ISLAMABAD, July 20: While the government is yet to come up with a promised law to curb honour-killing, the People's Party Parliamentarians pressed one of its own in the National Assembly on Tuesday to provide a legal remedy for customs like karo-kari.
The PPP's Aitzaz Ahsan appealed for support from both the treasury and opposition benches for the Criminal Law (Amendment) Bill that seeks to eliminate alleged misuse of Islamic laws to help those who kill people marrying against the wishes of their families in the name of honour.
Several members on the treasury benches, mainly women, cheered Mr Ahsan by thumping desks as he explained the purpose of the move while seeking leave of the house to formally introduce the draft sponsored by him and seven other PPP members.
Further discussion on the bill, which seeks 10 amendments to the Pakistan Penal Code and the Code of Criminal Procedure, was put off till the next private members' day.
The government has repeatedly promised to introduce its bill against honour-killing but there has been no official word on when it would be done while divisions over the issue have emerged within the treasury and opposition benches.
One opinion was that karo-kari was murder and should be stopped by legislation while the other was that killing for honour was right, Mr Ahsan said as he referred to a pandemonium that erupted in the house on Monday after Salim Jan Mazari of the ruling coalition supported honour-killings.
"We have paralysed our woman and sunk her into fear. We must liberate her from this fear," the PPP leader said. Mr Mazari of the Pakistan Muslim League sparked the row when he said women could not be allowed to "run away" to "dishonour" their families.
The MNA from Jacobabad drew loud protests from his party's women members and the PPP but cheers from some of his coalition colleagues and the Muttahida Majlis-i-Amal. He was greeted with apparent approving smiles from some ruling party colleagues and frowns from women members of the coalition as he moved around the treasury benches on Tuesday.
But he kept quiet while the issue came up again through the PPP bill and PML member M.P. Bhandara's complaint to Speaker Chaudhry Amir Hussain that no action had been taken on two of his call-attention notices since May about reported karo-kari murders in Sindh.
Mr Ahsan said karo-kari might have existed for centuries but the incidence of such murders increased after military ruler Gen Mohammad Ziaul Haq enforced the Qisas and Diyat Ordinance in 1979 to provide for pardon for such actions by the heirs of a victim.
A statement of objectives and reasons accompanying the bill said the recent increase in the incidence of karo-kari "has been facilitated by the ease with which the perpetrators escape punishment."

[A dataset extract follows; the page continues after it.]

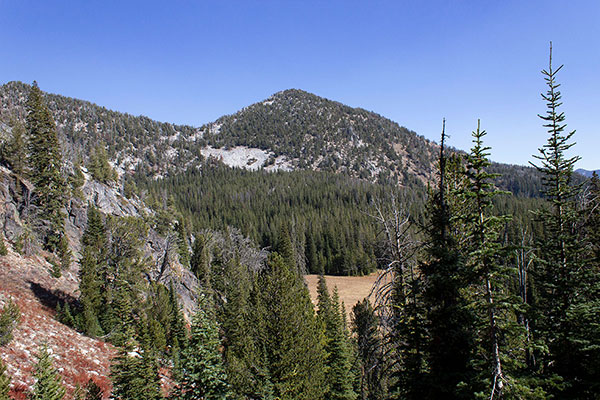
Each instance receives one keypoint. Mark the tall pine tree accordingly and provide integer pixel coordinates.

"Justifying the brutal crime as being rooted in archaic customs, they are forgiven in out-of-court processes that are recognized by law. Thus (a) heinous murder goes unpunished," it said.
"The object of the Criminal Law (Amendment) Bill 2004 is to deny the perpetrators of the crime the facility of settlement out of court so as to discourage and eliminate the practice of karo-kari," the statement said.
The speaker, with the agreement of its movers, deferred until the next private members' day a bill moved by several PPP members last March to provide for elimination of gender discrimination.
The Protection and Empowerment of Women Bill was deferred after assurances from the government that it was seeking to bring a law in this regard with consensus.
The speaker referred to the house standing committee concerned another PPP bill seeking to bring exit control procedures in conformity with fundamental rights and Islamic provisions by not allowing any action against a person without affording an opportunity of being heard.
The Exit from Pakistan (Control) (Amendment) Bill also distinguishes between emergency provisions and routine procedures for placing a person on the Exit Control List and provides for punishment of officials for any abuse of law.
Members of the Alliance for the Restoration of Democracy and the MMA earlier staged separate token walkouts to protest against the speaker's refusal to issue a production order for jailed ARD president Javed Hashmi.
PTV COVERAGE: Information and Broadcasting Minister Sheikh Rashid Ahmed told the house that he was trying to ensure better coverage of opposition members' speeches by the Pakistan Television.
But, responding to different privilege motions of PPP member Naveed Qamar and MMA President Qazi Hussain Ahmed complaining of discrimination in the coverage, the minister said opposition members should not use opportunities of live coverage to give a "negative message" outside.
He disagreed with the MMA leader's demand for constituting a special committee or commission to examine the matter. The movers did not press their motions.
LOWARI TUNNEL: On a call-attention notice from five members, Communications Minister Babar Ghori said the government was likely to start construction of the Lowari tunnel this year with an initial earmarked amount of Rs500 million after approval of the project by the Executive Committee of the National Economic Council. The house was adjourned until Thursday evening.